Some prints can look great on the outside but still be very weak. For example, I have some of my early ASA prints from the X1 Carbon that looked beautiful, but I could snap them with my fingers. The same model, after proper manual calibration, is much stronger and not so easy to break.
If the goal is only looks, then sure — anything that looks good is fine. But if it’s meant to last through normal use, it might be worth checking whether the filament needs calibration.

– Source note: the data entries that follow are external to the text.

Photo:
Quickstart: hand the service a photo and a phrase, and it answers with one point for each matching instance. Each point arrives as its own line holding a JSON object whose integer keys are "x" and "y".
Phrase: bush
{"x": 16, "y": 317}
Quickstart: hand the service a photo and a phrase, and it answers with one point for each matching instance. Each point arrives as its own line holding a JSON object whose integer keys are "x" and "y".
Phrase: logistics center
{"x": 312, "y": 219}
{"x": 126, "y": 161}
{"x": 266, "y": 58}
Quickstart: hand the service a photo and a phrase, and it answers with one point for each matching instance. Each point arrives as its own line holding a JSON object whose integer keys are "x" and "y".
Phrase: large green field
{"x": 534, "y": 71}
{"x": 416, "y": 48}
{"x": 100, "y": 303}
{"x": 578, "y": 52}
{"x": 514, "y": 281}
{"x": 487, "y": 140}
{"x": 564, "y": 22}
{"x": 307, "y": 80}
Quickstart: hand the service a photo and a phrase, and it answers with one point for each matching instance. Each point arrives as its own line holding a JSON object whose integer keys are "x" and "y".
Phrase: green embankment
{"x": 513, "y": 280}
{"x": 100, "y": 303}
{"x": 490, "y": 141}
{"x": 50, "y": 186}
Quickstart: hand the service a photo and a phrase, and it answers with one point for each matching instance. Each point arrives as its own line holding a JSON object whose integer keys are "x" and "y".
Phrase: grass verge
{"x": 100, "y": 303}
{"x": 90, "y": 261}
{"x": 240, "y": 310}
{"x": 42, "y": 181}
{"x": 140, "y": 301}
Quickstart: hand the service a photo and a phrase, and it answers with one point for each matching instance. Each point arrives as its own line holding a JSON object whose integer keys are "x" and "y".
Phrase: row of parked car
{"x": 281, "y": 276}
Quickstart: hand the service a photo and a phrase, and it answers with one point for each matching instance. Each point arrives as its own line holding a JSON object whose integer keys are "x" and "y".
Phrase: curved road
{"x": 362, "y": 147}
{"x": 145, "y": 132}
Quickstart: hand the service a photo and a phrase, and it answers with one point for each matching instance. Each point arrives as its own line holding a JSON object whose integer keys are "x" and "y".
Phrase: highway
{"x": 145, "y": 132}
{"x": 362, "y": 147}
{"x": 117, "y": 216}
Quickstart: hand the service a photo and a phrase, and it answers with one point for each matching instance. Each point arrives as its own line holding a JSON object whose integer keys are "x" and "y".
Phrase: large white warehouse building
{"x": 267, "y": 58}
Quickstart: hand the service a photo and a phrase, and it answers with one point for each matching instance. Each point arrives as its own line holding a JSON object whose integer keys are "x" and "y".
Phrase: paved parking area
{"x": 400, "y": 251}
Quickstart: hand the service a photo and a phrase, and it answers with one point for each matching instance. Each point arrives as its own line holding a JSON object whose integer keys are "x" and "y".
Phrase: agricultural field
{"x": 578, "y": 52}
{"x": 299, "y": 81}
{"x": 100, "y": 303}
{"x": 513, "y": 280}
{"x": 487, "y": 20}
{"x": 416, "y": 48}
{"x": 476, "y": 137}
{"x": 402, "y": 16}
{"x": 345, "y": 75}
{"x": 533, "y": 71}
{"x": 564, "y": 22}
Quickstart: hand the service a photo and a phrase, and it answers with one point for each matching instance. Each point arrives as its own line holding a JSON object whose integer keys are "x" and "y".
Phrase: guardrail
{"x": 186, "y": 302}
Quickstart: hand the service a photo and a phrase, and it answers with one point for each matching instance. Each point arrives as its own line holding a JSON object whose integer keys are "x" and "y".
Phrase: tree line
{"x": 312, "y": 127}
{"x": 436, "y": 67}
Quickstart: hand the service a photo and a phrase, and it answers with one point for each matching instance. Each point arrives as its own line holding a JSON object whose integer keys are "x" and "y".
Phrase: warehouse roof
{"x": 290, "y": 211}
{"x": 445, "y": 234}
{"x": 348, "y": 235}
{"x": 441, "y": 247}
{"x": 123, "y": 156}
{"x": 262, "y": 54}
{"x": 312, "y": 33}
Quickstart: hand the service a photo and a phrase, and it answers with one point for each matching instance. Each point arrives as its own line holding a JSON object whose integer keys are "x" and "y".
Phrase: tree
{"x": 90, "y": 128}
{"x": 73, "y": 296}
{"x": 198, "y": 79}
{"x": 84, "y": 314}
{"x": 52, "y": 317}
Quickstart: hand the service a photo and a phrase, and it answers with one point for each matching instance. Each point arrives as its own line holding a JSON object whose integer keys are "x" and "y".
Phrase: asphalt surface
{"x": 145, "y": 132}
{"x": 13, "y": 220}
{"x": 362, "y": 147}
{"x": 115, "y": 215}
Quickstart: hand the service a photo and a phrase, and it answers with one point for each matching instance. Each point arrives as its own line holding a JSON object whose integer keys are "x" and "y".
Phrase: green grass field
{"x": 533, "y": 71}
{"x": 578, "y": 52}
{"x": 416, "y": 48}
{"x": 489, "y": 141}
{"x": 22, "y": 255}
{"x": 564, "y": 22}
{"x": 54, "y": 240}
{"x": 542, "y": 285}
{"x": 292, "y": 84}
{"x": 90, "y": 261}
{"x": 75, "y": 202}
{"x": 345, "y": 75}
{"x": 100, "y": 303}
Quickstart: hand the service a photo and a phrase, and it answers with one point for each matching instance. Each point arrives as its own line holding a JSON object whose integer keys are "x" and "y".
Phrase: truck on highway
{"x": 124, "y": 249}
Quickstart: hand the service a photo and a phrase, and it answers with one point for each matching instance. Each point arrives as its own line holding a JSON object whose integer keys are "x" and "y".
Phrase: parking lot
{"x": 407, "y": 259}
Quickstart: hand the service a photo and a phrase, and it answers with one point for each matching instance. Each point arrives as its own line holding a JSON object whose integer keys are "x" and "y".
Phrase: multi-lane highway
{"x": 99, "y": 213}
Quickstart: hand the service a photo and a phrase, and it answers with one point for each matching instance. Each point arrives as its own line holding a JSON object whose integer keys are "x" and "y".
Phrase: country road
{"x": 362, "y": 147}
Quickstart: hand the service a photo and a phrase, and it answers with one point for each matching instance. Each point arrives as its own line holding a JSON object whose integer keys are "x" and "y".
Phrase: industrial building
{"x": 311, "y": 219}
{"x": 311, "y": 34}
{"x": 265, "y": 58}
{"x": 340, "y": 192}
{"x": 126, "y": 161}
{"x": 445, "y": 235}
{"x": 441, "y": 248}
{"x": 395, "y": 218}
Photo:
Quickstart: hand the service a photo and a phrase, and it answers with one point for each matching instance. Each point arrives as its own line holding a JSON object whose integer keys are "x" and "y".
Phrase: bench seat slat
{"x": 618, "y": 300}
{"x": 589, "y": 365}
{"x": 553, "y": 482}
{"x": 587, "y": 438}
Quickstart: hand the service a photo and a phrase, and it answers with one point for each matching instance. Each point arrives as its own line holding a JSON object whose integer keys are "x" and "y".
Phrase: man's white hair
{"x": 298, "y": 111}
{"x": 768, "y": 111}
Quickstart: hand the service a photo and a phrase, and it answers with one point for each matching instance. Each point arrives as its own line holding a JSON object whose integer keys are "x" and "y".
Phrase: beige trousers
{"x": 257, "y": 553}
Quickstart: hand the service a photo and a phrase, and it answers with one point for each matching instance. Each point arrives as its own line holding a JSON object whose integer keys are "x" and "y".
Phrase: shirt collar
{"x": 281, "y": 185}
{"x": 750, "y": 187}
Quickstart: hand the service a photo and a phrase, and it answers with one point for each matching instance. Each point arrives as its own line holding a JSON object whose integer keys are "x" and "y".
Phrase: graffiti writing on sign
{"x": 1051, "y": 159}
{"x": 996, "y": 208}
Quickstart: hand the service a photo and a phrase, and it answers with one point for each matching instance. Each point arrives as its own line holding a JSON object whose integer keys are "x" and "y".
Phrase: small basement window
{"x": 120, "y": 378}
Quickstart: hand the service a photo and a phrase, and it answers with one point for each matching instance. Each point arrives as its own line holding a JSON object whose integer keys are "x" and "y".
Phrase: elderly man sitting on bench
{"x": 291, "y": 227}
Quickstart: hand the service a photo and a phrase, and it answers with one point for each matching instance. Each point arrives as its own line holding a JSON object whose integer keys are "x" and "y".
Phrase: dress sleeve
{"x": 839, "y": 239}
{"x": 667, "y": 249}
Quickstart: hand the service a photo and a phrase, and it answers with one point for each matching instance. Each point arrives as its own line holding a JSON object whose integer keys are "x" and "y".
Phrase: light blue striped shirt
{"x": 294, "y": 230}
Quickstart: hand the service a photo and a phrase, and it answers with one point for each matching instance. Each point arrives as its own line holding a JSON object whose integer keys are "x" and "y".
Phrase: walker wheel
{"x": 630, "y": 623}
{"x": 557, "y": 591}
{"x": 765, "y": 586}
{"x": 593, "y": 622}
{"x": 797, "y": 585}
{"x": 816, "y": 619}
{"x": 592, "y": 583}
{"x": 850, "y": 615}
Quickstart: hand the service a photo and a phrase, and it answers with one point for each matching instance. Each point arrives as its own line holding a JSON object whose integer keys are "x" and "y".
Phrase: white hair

Let’s be specific about OP’s problem I’d say, .2 nozzle is unique.
.2 Auto calibration fail:
While A1/H2D’s auto calibration produces pretty useable results for .4/.6 nozzles, bambu wiki explicitly say it doesn’t work well for .2 nozzles. .2 Pre-print auto calibrations also tends to produce swollen corners so you are not seeing bugs.
Manual calibration for .2
This is an issue specific to .2 nozzles. Don’t use the manual ‘line’ method, it’ll produce drunken results, go straight to the ‘pattern’ method.
.2 nozzles typically produces much higher ‘optimal’ PA value than .4 nozzles. .4 PAs for filaments typically won’t exceed <0.04>, but .2 nozzles can reach upwards of <0.2> in values (PLA, PETGs). Prepare a boarder value range accordingly.
That said, .2 is tiny, don’t be surprised if line to line results are hard to tell apart, so pick whatever you felt is good enough, or use a high zoom macro lens cameras etc. I hate calibrating .2 for this very reason, but I’ll still do it for quality
I also recommend that you check/calibrate flow rates again after manual PA is saved and applied, .2 nozzle prints are just pretty sensitive, I’ve found that manual PAs needs a new flow rate for best top surfaces. But once you do, it’ll be gorgeous.